Friday, 17 October 2008

Illegal timber in British garden furniture, says Gordon Brown advisor

Illegal timber in British garden furniture, says Gordon Brown advisor

By Louise Gray, Environment Correspondent Daily Telegraph

Illegal timber from endangered forests is ending up in British garden furniture and new laws to tackle the problem are inadequate, Gordon Brown's forestry advisor has warned.

· Timber imports to be licensed to combat illegal logging
· Garden furniture for UK market 'from illegally logged rainforest', says report
· Britain 'imports more illegal timber than any EU country'

Europe is the largest market for timber in the world but up to a fifth of the wood - much of which ends up in Britain as garden furniture or hardwood flooring - is illegally felled from protected rainforests.

Law makers in Europe have been working on legislation to clampdown on the problem for five years and the European Commission will put forward legislation tomorrow.

But Barry Gardiner, the prime minister's special envoy on forestry, has said the law is unlikely to stop the problem.

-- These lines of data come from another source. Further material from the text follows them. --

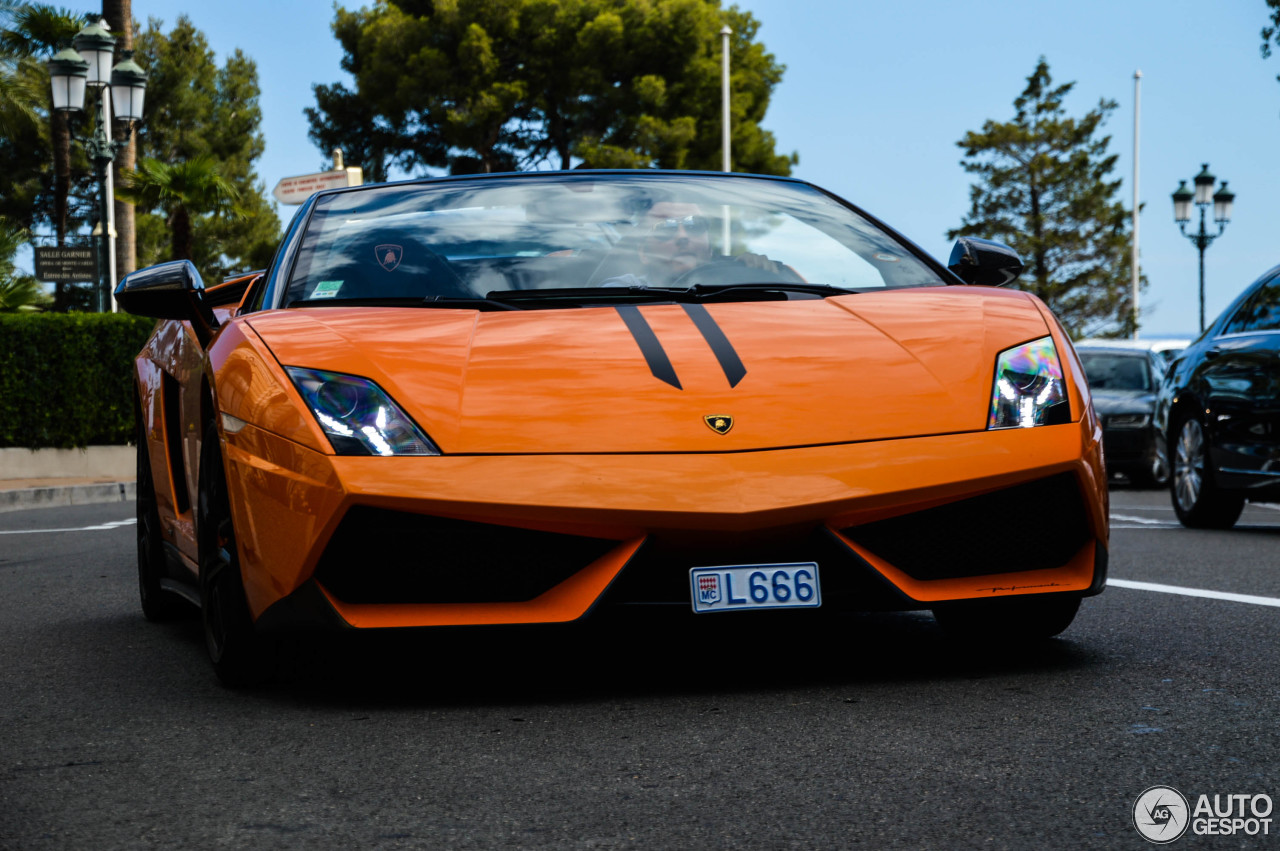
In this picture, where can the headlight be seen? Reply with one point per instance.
(1028, 389)
(1129, 421)
(357, 417)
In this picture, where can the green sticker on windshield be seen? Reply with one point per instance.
(327, 289)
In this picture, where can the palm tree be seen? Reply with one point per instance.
(37, 31)
(183, 190)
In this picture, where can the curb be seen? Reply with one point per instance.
(110, 492)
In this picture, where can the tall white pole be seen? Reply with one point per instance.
(726, 163)
(725, 118)
(1137, 268)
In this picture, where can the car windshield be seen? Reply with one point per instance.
(1116, 371)
(529, 238)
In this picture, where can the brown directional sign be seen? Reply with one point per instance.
(65, 264)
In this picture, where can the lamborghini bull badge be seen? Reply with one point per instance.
(718, 422)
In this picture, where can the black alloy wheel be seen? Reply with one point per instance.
(1018, 618)
(158, 604)
(1197, 499)
(241, 657)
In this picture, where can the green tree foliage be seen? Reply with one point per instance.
(183, 191)
(1043, 187)
(1271, 32)
(18, 292)
(501, 85)
(67, 379)
(45, 181)
(201, 131)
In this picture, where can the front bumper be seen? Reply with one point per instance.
(539, 539)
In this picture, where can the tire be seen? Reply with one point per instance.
(158, 604)
(1197, 499)
(241, 657)
(1159, 463)
(1010, 618)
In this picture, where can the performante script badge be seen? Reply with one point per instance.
(708, 589)
(389, 256)
(718, 422)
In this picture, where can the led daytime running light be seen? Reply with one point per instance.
(357, 416)
(1028, 389)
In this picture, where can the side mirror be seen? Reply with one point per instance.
(169, 291)
(984, 261)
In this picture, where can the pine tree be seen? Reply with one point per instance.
(1043, 187)
(502, 85)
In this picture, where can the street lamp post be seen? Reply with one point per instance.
(1202, 198)
(123, 87)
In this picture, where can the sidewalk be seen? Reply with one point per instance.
(18, 494)
(48, 477)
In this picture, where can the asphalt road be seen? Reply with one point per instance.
(871, 731)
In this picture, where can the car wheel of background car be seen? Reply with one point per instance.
(240, 655)
(1159, 465)
(1025, 618)
(1197, 501)
(158, 604)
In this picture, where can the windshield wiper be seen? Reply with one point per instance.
(466, 301)
(403, 301)
(579, 296)
(785, 287)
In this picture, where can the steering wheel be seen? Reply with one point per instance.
(721, 271)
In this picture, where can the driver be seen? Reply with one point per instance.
(676, 241)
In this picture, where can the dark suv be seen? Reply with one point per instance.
(1219, 410)
(1123, 380)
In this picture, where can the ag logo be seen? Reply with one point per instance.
(1161, 814)
(718, 422)
(708, 589)
(389, 256)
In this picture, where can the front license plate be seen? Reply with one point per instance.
(755, 586)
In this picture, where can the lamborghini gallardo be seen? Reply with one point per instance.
(540, 398)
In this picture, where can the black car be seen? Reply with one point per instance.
(1124, 379)
(1219, 410)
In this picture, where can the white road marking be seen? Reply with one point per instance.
(114, 524)
(1187, 591)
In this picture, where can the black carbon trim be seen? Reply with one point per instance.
(721, 347)
(656, 356)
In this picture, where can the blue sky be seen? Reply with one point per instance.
(877, 94)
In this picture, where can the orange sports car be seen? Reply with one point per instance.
(535, 398)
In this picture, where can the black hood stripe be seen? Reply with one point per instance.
(721, 347)
(656, 356)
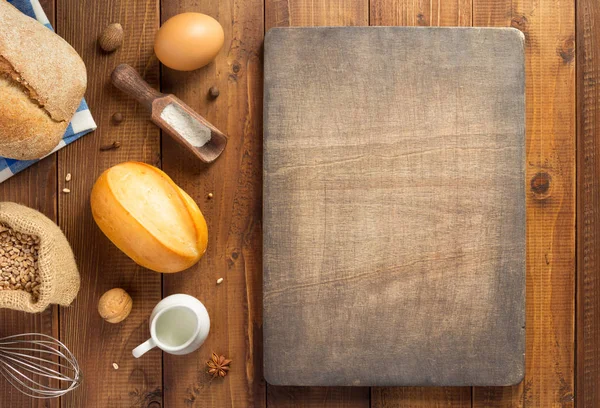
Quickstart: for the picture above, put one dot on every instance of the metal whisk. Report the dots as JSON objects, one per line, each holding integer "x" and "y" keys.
{"x": 38, "y": 365}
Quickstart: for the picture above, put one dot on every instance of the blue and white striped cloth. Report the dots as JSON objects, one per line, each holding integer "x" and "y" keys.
{"x": 82, "y": 121}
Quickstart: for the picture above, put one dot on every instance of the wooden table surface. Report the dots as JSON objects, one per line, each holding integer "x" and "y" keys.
{"x": 234, "y": 214}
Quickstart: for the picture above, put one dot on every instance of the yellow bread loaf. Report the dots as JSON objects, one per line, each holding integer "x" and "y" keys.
{"x": 147, "y": 216}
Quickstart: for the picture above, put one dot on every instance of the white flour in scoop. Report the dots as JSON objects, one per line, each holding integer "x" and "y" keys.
{"x": 186, "y": 125}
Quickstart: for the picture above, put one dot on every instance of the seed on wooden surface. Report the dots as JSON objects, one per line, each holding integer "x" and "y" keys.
{"x": 214, "y": 92}
{"x": 112, "y": 146}
{"x": 111, "y": 38}
{"x": 117, "y": 118}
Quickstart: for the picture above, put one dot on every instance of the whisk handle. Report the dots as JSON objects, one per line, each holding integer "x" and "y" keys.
{"x": 143, "y": 348}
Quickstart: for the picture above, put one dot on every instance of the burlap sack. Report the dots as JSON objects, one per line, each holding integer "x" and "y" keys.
{"x": 58, "y": 272}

He said it will be easy for importers to buy false certification to make it appear that illegally felled timber is legal.

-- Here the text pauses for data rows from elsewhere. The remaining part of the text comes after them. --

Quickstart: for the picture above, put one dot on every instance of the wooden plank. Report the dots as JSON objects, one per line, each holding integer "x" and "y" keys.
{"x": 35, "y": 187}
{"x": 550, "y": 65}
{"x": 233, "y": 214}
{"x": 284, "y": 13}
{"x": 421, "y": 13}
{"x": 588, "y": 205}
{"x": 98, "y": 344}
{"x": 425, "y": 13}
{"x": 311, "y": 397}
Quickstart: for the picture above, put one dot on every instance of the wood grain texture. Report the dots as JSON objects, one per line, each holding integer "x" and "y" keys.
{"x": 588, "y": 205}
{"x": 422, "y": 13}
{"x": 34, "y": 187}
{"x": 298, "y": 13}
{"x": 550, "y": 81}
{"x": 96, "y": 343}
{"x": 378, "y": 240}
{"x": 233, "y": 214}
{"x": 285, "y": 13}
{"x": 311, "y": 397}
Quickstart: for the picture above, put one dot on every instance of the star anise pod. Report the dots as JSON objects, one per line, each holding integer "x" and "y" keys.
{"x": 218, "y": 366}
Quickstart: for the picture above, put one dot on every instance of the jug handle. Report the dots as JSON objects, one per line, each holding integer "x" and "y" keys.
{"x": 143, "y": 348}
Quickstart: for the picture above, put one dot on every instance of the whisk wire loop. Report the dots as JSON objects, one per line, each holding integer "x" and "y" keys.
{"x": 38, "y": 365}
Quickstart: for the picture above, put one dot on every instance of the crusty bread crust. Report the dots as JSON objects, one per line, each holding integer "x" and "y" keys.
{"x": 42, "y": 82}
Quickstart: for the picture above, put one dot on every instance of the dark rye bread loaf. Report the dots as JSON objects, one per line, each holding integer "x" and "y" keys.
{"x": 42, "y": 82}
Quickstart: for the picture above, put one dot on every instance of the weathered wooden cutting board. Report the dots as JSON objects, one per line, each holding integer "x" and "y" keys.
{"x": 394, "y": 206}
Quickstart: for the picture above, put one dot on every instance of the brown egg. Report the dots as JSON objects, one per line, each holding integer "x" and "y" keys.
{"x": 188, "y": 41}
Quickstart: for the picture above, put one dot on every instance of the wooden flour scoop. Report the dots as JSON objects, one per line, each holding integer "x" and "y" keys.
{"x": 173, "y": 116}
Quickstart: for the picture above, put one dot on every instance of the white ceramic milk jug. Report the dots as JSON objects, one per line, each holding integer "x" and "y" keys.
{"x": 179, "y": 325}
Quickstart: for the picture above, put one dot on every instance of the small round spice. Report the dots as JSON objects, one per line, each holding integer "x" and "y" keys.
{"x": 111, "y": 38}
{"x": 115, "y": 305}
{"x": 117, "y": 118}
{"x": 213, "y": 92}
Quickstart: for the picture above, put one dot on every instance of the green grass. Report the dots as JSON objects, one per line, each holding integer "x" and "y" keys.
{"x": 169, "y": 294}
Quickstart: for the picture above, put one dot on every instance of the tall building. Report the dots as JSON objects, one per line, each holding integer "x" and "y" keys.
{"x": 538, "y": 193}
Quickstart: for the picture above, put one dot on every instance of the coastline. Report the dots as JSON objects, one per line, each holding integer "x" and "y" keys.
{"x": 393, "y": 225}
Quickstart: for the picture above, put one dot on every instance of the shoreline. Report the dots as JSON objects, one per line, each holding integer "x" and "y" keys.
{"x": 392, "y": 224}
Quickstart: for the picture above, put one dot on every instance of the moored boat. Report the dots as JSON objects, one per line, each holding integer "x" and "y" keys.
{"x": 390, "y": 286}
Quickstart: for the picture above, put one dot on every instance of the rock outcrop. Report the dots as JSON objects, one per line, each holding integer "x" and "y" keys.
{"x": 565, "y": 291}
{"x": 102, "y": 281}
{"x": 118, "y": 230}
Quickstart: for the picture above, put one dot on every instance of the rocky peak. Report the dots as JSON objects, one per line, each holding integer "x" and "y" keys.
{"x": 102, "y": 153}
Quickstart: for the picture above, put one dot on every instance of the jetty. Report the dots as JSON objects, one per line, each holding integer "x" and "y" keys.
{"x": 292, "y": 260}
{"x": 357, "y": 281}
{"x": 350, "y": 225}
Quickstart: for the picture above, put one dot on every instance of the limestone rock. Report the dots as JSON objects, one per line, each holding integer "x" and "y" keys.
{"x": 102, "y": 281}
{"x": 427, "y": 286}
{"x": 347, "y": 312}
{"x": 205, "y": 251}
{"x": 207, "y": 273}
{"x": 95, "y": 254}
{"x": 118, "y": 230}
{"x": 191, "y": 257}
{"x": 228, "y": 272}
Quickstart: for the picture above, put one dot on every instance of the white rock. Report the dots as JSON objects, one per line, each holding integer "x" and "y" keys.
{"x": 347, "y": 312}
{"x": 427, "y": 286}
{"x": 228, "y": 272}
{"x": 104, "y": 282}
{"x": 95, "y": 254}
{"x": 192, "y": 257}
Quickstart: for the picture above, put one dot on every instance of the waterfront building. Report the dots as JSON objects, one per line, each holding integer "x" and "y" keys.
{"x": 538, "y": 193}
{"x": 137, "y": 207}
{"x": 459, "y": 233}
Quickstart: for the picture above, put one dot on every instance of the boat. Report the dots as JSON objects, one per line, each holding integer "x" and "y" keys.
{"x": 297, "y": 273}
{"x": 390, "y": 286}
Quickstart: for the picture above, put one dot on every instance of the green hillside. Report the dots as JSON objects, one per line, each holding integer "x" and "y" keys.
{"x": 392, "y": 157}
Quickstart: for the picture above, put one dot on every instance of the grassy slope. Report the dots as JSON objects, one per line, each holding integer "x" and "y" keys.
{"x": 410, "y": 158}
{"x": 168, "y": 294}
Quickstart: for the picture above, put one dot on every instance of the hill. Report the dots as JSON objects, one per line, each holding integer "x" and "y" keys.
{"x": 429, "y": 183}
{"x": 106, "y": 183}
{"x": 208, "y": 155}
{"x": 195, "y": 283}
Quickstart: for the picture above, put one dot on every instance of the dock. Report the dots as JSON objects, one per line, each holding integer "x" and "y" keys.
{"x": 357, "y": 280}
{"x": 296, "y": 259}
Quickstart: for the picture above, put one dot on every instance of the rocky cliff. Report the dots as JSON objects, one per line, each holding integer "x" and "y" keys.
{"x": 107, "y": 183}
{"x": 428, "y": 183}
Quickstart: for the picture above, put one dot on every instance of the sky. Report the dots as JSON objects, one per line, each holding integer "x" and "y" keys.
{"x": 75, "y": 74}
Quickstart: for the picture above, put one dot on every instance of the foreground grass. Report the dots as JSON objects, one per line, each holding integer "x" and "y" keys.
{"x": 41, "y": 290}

"Importers will be able to import millions of tonnes of illegal timber into this country because they can get away with it by ticking the right boxes - that is wrong," he said.

His concerns come as forestry moves up the agenda in national and international polictics because of they key role rainforests play in slowing climate change. It has been estimated that deforestation accounts for around a fifth of annual carbon emissions.

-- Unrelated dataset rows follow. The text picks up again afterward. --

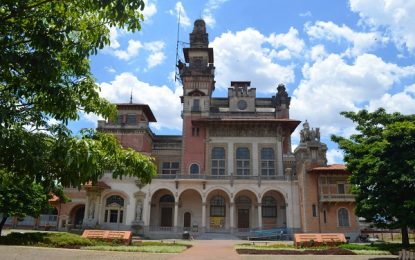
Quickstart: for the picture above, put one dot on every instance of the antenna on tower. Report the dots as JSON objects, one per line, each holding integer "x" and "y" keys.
{"x": 177, "y": 48}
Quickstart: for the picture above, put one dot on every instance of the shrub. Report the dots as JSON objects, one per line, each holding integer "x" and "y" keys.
{"x": 65, "y": 240}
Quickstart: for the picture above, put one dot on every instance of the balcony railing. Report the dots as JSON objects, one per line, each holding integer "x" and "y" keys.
{"x": 224, "y": 177}
{"x": 337, "y": 197}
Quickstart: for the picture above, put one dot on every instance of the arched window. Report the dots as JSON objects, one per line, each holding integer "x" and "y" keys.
{"x": 167, "y": 198}
{"x": 218, "y": 161}
{"x": 194, "y": 169}
{"x": 343, "y": 217}
{"x": 242, "y": 161}
{"x": 269, "y": 207}
{"x": 267, "y": 161}
{"x": 243, "y": 200}
{"x": 217, "y": 206}
{"x": 114, "y": 209}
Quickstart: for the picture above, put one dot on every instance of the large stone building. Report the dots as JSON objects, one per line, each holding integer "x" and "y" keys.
{"x": 231, "y": 170}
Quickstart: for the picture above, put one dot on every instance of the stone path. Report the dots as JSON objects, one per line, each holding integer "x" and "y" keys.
{"x": 210, "y": 249}
{"x": 201, "y": 250}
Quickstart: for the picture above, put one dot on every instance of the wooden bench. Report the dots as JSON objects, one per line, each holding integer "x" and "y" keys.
{"x": 109, "y": 235}
{"x": 316, "y": 239}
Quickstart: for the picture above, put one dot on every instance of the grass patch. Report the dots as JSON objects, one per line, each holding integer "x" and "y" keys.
{"x": 390, "y": 248}
{"x": 263, "y": 246}
{"x": 360, "y": 249}
{"x": 56, "y": 239}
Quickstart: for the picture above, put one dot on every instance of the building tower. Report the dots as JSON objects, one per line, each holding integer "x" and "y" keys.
{"x": 197, "y": 76}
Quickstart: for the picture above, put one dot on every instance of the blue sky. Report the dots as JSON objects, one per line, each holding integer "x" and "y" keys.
{"x": 332, "y": 56}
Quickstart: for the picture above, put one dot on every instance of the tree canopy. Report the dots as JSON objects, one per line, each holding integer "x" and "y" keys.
{"x": 381, "y": 158}
{"x": 45, "y": 77}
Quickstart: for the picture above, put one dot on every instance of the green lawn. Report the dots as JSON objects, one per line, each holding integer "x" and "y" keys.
{"x": 360, "y": 249}
{"x": 68, "y": 240}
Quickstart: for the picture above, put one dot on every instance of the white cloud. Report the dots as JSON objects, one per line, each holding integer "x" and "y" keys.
{"x": 164, "y": 102}
{"x": 242, "y": 56}
{"x": 305, "y": 14}
{"x": 131, "y": 52}
{"x": 403, "y": 102}
{"x": 334, "y": 156}
{"x": 157, "y": 55}
{"x": 184, "y": 19}
{"x": 150, "y": 9}
{"x": 114, "y": 38}
{"x": 331, "y": 86}
{"x": 318, "y": 52}
{"x": 293, "y": 46}
{"x": 397, "y": 16}
{"x": 210, "y": 7}
{"x": 110, "y": 69}
{"x": 362, "y": 41}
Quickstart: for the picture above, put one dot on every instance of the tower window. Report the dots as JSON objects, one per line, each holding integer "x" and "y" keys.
{"x": 218, "y": 161}
{"x": 267, "y": 162}
{"x": 242, "y": 161}
{"x": 195, "y": 131}
{"x": 196, "y": 105}
{"x": 194, "y": 169}
{"x": 131, "y": 119}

Earlier in the week the Eliasch Review, commissioned by Mr Brown, advised paying developing countries to protect the rainforests and any global agreement on climate change to replace the Kyoto protocol will include forestry.

Europe is putting its own house in order by introducing measures to stop illegal timber being imported into Europe. The proposed regulation will oblige traders to identify the country of origin of their timber, and ensure that any they sell has been harvested according to the relevant laws of that country.

An EU spokesman said: "The proposal will increase the protection and preservation of forests, especially in developing countries that export forest products to the EU."

Mr Gardiner is calling on Europe to introduce a law whereby importers will be subject to random checks and if they cannot prove timber is sourced sustainably they will be punished by a £100,000 fine or five years in jail.
The bulk of illegal timber ends up in furniture or flooring in Europe or the US. It is estimated that the British market alone is fuelling the destruction of 1.4 million acres of forest a year.

Mr Gardiner said laws are desperately needed to control the trade but the new legislation is unlikely to be on the statute books before May next year when there is a European election and the whole process will have to start again.

He said: "The European Commission has failed to seize the initiative and come up with a decent set of regulations to put in place. The EC knows what the problem is - deforestation accounts for 20 per cent of carbon emissions every year. Unless we grapple this fundamental problem we will never grapple the problem of climate change."

Environmental groups were also concerned about the legislation. Mariana Paoli, forestry campaigner at Greenpeace, said: "There are fears it might be too weak to stop forest crime. We do believe there is a lot of room of improvement and will continue to fight for stronger laws."